= Platelet-poor plasma =

Blood plasma with a very low number of platelets

Platelet-Poor Plasma (PPP) is blood plasma with very low number of platelets (< 10 X 10^{3}/μL). Traditionally, PPP was recommended for use in platelet aggregation studies to both adjust the platelet-rich plasma concentration, and to serve as a control. PPP may have elevated levels of fibrinogen, which has the ability to form a fibrin-rich clot once activated. Wound healing requires cell migration and attachment, which is facilitated by this fibrin clot.

==Current uses==
Fibrin sealants have found use in many clinical situations such as blood management, orthopaedic surgery, and cosmetic surgery.
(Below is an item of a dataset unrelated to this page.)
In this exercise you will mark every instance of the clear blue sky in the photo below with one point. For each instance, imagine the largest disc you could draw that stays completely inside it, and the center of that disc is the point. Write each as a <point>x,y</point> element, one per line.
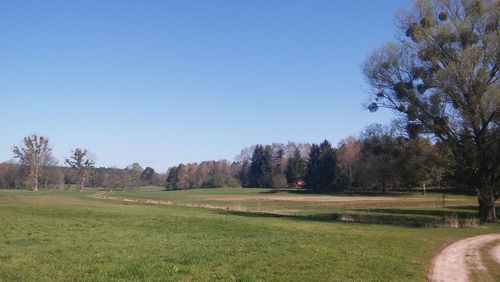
<point>163,82</point>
==Preparation of platelet poor plasma==

1. Within 1 hour of blood collection, centrifuge capped citrate (blue top) tube for 15 minutes
2. Using a plastic transfer pipet, remove the top 3/4 of plasma and place it in a plastic centrifuge tube with cap.
3. Centrifuge the plasma (in the plastic centrifuge tube) for another 15 minutes.
4. Using a plastic transfer pipet, remove the top 3/4 into a plastic tube. Do not disturb the plasma in the bottom of the spun tube, where any residual platelets will be.
5. Aliquots with visible red cells or hemolysis (pink plasma) are not acceptable.
6. Freeze plasma immediately. Samples for most laboratory assays should be frozen within 4 hours of collection.

==Future possibilities==
As a byproduct of PRP preparation, PPP may also find use in tissue engineering applications as an autologous degradable scaffold. This plasma portion is frequently discarded when used with PRP treatments.